Ripped Off Again!
Yangshou to Guangzhou, China
Let my guard down once, just once, and the bastards were straight in there. Another sucker getting off the night bus. New in town, take him to the cleaners and spin-dry him.
Okay, it wasn’t quite that bad. They took me for a $10 cab ride that I should have paid $3 for, maybe.
But before that it was a slow night bus from Yangshou to Guangzhou, and I mean sloooooow. Very unusual for Chinese bus drivers; mopeds were overtaking us!
Got there in one piece, be it a 5 a.m., ever-so-groggy one piece. One success: I had held onto the double seats. I just smiled crazy-like and spread myself further across the sleeper beds when anyone attempted to come close.
So it was on this high that I made eye contact with the first taxi driver outside the bus station, slapped him on the back, said “I’m yours” and jumped into the front seat and flicked the meter on.
MISTAKE! Three months in bloody China, last couple of coins rubbing together in my sky rocket. Don’t want to change any more money; I can smell the border. My ticket takes me all the way to cash-point heaven in Hong Kong. Just the small matter of getting from the bus station to the ferry boat terminal.
ARRRRRRRRGH! I didn’t even negotiate a price before I got in the cab, didn’t even take a mean average from the thousands of cabbies hollering for my business. Buyer’s market, must be.
Watched through sleep-starved eyes and over the sound of a food-starved stomach as the little neon numbers on the meter cruised way past the amount of cash I had in my pocket.
Time to negotiate, I wasn’t in a good position. Holding 2’s and 3’s while the cabbie’s got a Royal Flush. Come to a halt on some Godforsaken flyover, me fumbling in my pockets showing the discrepancy between my cash flow and the meter reading. From my misunderstanding of Chinese, the driver was trying to tell me how far we had to go. It was a long way.
Play my trump card, unfold a pristine single dollar bill! No emotion from the driver. With my Chinese currency it still doesn’t cover the fare. Bastards! Time to use the emergency $10 bill. What happens if there is another emergency? The cabbie takes the note, gives me less than the bank rate, no competition on this flyover. Which I immediately give back to him to cover the fare. Business completed, smiling to himself, the cabbie flicks the meter off and takes me to my destination.

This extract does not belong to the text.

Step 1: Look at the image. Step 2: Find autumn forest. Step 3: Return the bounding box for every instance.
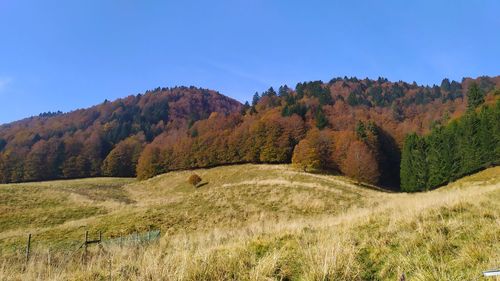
[0,76,500,191]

Feeling thoroughly fleeced I ask the guy at the reception of the hotel that served as the starting point for the ferry: “How much should a taxi be from the bus station to here?” I know I’ve been ripped off, just need it confirmed.
After about 20 minutes, where I’ve stopped them from ordering me a cab to the bus station:
“No, I don’t want to stay here.”
“No, I don’t have a bus to catch.”
“No, I’m not an English teacher.”
Doesn’t anybody speak English? No. I would have given up if I hadn’t been in the middle of a rugby scrum of Chinese trying, ever so politely, to answer my question. Draw a line on a map, from the bus station to my current location. It clicks, someone understands.
“You should pay 20 Yuan, no more.”
I tell them I paid 60.
“You’ve been ripped off, one born every minute.”
Well they never said it, but that’s what I read into their smiles.